I’m torn between two backpacks. Being torn between two lovers might actually be easier.
Question for readers:
What bag do you use, and why did you choose it?
Thanks to Lifehacker, I found an excellent post by David Danzeiser about how he traveled the world for a year with only a 20-pound backpack and its contents. (You should visit Dave’s website, by the way. He has an updated gear list available for subscribers, and from my limited correspondence with him I’d say he’s a decent fellow.)
Now, I’m a fan of researching and acquiring relevant gear (including gadgets and gizmos). I inherited this from my athlete father, who is particularly attracted to sports that he has to gear up for. This includes SCUBA diving and fly fishing.

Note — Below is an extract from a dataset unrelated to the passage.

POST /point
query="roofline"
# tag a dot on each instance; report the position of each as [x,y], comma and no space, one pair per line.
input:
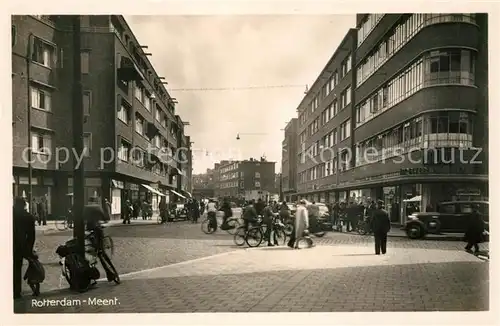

No surprise that Dave’s odyssey got me itchy for getting out on the road again myself, which is unfortunately not a real possibility right now. It also got me to thinking about bags—specifically about my own set up—which is not a difficult thing to do. I’m pretty much always lusting after bags online while thinking about how to improve my system. And, let me tell you, there are a lot of bags out there to choose from.
This is both good and bad. Good, because no single bag will meet every carrier’s needs, so there should be choices. Bad, because holy crap there is a mind-numbing, almost paralyzing number of options. How can you be sure you’ve picked the right bag when one of the twenty others on the very next page or the twenty-third one after that might be the holy grail for your next jaunt? (HINT: I don’t think there is such thing as a perfect bag. You just use what works and make alterations, upgrades, downgrades, and what-have-you as circumstances dictate. But don’t be ridiculous about it. You don’t want to know how many backpacks, rucksacks, and attaches I had lying around before my latest purge.)
Here’s where I’m going with this: I’m on the fence about whether a move to a new bag is right for me at this time. Yeah, that sounded way more pretentious than I intended. Put it this way: My backpack is bothering me, enough to be an problem.
I had been using a Trager Cross Country for a little over ten years when I decided to switch to a Dakine Eve backpack in 2011. I’m not sure why I made the switch; that rationalization is lost to me now. Maybe it was because I was preparing for my International Reporting Project fellowship, which would take me cross-country and overseas, and I felt I deserved a new bag for my coming adventure. Or maybe I’m just a gear nerd and really wanted to go bag shopping online.
Both bags have traveled with me internationally. Both have been on planes, trains, ferries, buses, taxies, etc. No rickshaw action that I recall. After 3.5 years, the webbing of one of the Eve’s water bottle pockets has a significant hole and the inner lining shows definite wear. I have had to repair one of the pockets on the Trager—I stupidly left a sandwich in that pocket, and then left the bag in the car with my wolf-dog. She really wanted that sandwich. I don’t think I can fault a bag for not standing up sufficiently to a hungry, part-wolf husky. Sewing up the rip with dental floss did the trick.
I’ve noticed that the Dakine Eve, while lighter and offering greater volume (1700 cu in/28L), is too long for me. I’m barely scraping 5’4”, and the Eve is 19 inches long. The bottom of the backpack starts to curl under when I have the straps appropriately fitted to my body. Plus, this particular Eve is in a muted rainbow fabric that my boyfriend picked out for me; it does deter theft by making the bag easily identifiable, but I’m not really a rainbows-and-ponies kind of gal.
In comparison, the Trager is 15.5 inches long, 1600 cu in/26L, and bright orange with a reflective strip—making it, and me, more visible in the rain. The Trager is a little on the heavy side—maybe 3 pounds?—compared to what’s available now. It’s not perfect. For instance, I’m using the external velcro pouch as a water bottle pocket; it’s a tight but secure fit, though I wish this pocket was on the other side of the bag. There’s no “fleece” lining in any of the pockets to protect electronics or sunglasses. There is no sternum strap, but that’s easily remedied. It’s a good product and has held up well. Part of me is wondering what head injury I had that made me try something else to begin with. (It looks like Trager-USA has gone out of business since I bought my bag back in 2000.)
Neither bag has a waist/hip belt. I’m also making increased use of smaller pouches (like gear bags and mesh pencil cases) to improve organization.
So that’s my story. This is day one of switching back to the Trager. Depending on how the next few days or weeks go, I may try a new bag altogether. Or I may find something else to obsess over.
Dave has shared with me via email how he arrived at his decision to carry the Tom Bihn Smart Alec on his adventures. What about you? How do you transport your laptop, tablet, books, camera, notebooks, pomodoro timer, orange-haired troll doll, fingerless gloves, and IAmElemental action figures?